Chipmaker Spansion Files for Bankruptcy
The Associated Press
03/02/09 - 12:23 AM EST
SUNNYVALE, Calif. -- Struggling flash memory maker
Spansion(SPSN Quote) and its U.S. subsidiaries filed for bankruptcy protection Sunday in an effort to restructure $625 million worth of debt as the company continues to explore a possible sale or other alternatives.
The news comes a week after Spansion, one of the world's largest makers of chips used in digital cameras, cellphones and high-definition televisions, said it would slash its global work force by 35%, or 3,000 employees.
Demand for flash and chip-based memory is on the decline as sales of electronics which use Spansion's chips dip amid the weak global economy.
Spansion said Sunday it decided to file for bankruptcy following consultation with a lender group holding the company's senior secured floating rate notes due in 2013. The company is in talks with the bondholder group about providing debtor-in-possession financing for its long-term cash needs.
"Given our focus on Spansion's future, management and the board have concluded that chapter 11 provides the most effective means for Spansion to preserve its business, meet its post-petition obligations and maintain customer confidence and continuity while we complete this restructuring," said President and CEO John Kispert in a statement Sunday.
Sunnyvale, California-based Spansion, founded in 1993, was a joint venture between chipmaker
AMD (AMD Quote) and Fujitsu. In January, Spansion said it would restructure its balance sheet and seek a sale or merger. Bertrand Cambou was recently replaced as CEO by Kispert, the former president of
KLA-Tencor(KLAC Quote). Earlier this month, Spansion's Japanese unit filed for bankruptcy, and Taiwan-based
ChipMOS(IMOS Quote), a provider of chip testing and assembly services, terminated its contract with Spansion LLC over the company's default on $29 million out of $73 million in trade debt.
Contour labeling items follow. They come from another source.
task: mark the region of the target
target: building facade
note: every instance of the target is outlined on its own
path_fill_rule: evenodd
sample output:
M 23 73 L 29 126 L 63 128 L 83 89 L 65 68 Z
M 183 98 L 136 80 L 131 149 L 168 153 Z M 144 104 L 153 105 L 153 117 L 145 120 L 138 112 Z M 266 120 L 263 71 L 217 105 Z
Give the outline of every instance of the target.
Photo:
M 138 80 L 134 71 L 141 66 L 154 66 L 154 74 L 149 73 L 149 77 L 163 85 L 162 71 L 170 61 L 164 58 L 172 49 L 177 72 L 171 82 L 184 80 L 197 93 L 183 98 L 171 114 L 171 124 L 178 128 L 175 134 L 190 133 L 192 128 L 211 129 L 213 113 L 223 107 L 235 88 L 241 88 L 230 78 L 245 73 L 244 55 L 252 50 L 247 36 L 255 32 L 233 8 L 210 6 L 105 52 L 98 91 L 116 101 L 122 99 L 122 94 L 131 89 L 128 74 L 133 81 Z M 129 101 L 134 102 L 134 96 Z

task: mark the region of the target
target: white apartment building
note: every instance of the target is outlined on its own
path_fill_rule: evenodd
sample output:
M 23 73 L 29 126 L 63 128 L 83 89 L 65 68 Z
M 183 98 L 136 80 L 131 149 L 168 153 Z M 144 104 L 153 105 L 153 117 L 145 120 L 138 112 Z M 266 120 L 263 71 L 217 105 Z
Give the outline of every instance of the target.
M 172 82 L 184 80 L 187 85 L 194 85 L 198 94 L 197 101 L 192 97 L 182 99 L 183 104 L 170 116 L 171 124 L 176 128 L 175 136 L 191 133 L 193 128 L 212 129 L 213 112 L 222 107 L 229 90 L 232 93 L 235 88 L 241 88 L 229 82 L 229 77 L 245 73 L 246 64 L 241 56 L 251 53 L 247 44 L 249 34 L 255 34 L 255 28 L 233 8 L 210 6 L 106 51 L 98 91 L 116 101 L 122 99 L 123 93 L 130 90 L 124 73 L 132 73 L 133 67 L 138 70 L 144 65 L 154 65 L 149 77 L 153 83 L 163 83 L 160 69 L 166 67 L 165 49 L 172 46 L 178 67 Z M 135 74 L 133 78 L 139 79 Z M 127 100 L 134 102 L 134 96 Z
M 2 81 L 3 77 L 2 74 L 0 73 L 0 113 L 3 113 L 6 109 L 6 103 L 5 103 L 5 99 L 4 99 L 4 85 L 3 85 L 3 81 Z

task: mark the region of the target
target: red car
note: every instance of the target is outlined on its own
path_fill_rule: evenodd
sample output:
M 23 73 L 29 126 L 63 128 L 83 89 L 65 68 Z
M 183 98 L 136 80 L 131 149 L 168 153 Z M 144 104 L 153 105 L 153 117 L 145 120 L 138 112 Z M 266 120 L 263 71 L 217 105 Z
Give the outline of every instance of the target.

Spansion said it plans to realign its business to focus on flash memory products, Internet protocol services and the profitable parts of its wireless segment.
"We will continue to explore opportunities for a strategic transaction to ensure that we are doing all we can to maximize value for our stakeholders," Kispert added.
Spansion shares have been steadily declining over the past three years, peaking in the mid-double-digit range in 2006 but falling to $3.70 by last spring. The stock closed at five cents on Friday.